# Why don't we have a "businesses that WANT us" sticky.



## Frijoli (Jan 6, 2013)

I would find that more beneficial and positive.

GUN STORES and related shouldn't be included as they are obvious.


----------



## Frijoli (Jan 6, 2013)

This thread was accidentally closed but now open for comments.
I never carried openly outside of home or car, but will have my CCW soon

I think it would be nice to specifically frequent businesses that are friendly/accepting of gun carrying.

Anyone?


----------



## Harryball (Oct 10, 2012)

We all want businesses to be friendly to those of us who carry. We just have to remember that they have rights to and that you can spend your money where you want. Look for a grass roots organization in your state to find out who likes and who dislikes OC or CC...


----------



## bruce333 (Sep 1, 2006)

I guess because it's more obvious when a place doesn't want us. They have a "no guns" sign posted. 

As far as whether or not the ones that aren't posted want us is really only a concern if you open carry, since if it you conceal carry they'll never know. 

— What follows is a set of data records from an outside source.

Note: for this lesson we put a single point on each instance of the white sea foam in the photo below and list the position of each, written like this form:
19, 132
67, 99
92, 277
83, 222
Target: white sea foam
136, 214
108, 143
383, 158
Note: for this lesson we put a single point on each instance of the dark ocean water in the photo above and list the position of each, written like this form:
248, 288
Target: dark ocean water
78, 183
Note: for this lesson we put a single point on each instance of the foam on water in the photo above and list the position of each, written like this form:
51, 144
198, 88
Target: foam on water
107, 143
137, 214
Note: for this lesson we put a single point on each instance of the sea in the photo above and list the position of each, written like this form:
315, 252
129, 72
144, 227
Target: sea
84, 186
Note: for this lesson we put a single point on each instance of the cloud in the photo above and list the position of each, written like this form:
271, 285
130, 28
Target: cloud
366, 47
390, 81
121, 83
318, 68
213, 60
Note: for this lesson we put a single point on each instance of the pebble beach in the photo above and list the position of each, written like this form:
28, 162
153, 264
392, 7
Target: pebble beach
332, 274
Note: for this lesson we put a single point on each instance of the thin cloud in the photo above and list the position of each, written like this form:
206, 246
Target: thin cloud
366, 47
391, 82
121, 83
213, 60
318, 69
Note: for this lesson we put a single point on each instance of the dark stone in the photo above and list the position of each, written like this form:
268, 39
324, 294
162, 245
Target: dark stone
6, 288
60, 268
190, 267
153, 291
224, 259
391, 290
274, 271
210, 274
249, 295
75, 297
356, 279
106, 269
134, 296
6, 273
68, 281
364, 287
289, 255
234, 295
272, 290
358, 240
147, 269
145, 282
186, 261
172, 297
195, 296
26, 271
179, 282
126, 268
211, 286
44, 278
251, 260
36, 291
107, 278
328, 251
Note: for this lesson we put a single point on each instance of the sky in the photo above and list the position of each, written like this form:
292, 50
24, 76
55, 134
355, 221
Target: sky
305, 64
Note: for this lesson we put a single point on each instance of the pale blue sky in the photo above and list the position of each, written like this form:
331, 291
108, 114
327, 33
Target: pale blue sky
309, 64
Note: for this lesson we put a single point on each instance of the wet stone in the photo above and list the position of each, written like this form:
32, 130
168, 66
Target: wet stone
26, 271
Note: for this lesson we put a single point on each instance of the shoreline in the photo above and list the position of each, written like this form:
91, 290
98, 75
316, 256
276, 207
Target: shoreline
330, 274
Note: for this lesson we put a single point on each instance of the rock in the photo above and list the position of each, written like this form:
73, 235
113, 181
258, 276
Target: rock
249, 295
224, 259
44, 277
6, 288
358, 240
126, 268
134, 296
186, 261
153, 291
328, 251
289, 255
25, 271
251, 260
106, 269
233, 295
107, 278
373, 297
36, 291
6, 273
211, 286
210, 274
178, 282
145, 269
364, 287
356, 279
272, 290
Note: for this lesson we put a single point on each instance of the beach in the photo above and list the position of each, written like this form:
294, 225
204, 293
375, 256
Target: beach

Around my area I can only think of a few places that are posted, so listing all that aren't would be too time consuming.

BTW, I know of 2 gun stores that specifically prohibit loaded guns. The signs they have posted make it clear that this applies to concealed and open carry as well. I take my money elsewhere.


----------



## Frijoli (Jan 6, 2013)

bruce333 said:


> I guess because it's more obvious when a place doesn't want us. They have a "no guns" sign posted.
> 
> As far as whether or not the ones that aren't posted want us is really only a concern if you open carry, since if it you conceal carry they'll never know.


Good point!



bruce333 said:


> Around my area I can only think of a few places that are posted, so listing all that aren't would be too time consuming.


I don't find this to be the case in my area. I see more posted than not, however I just started taking notice.


----------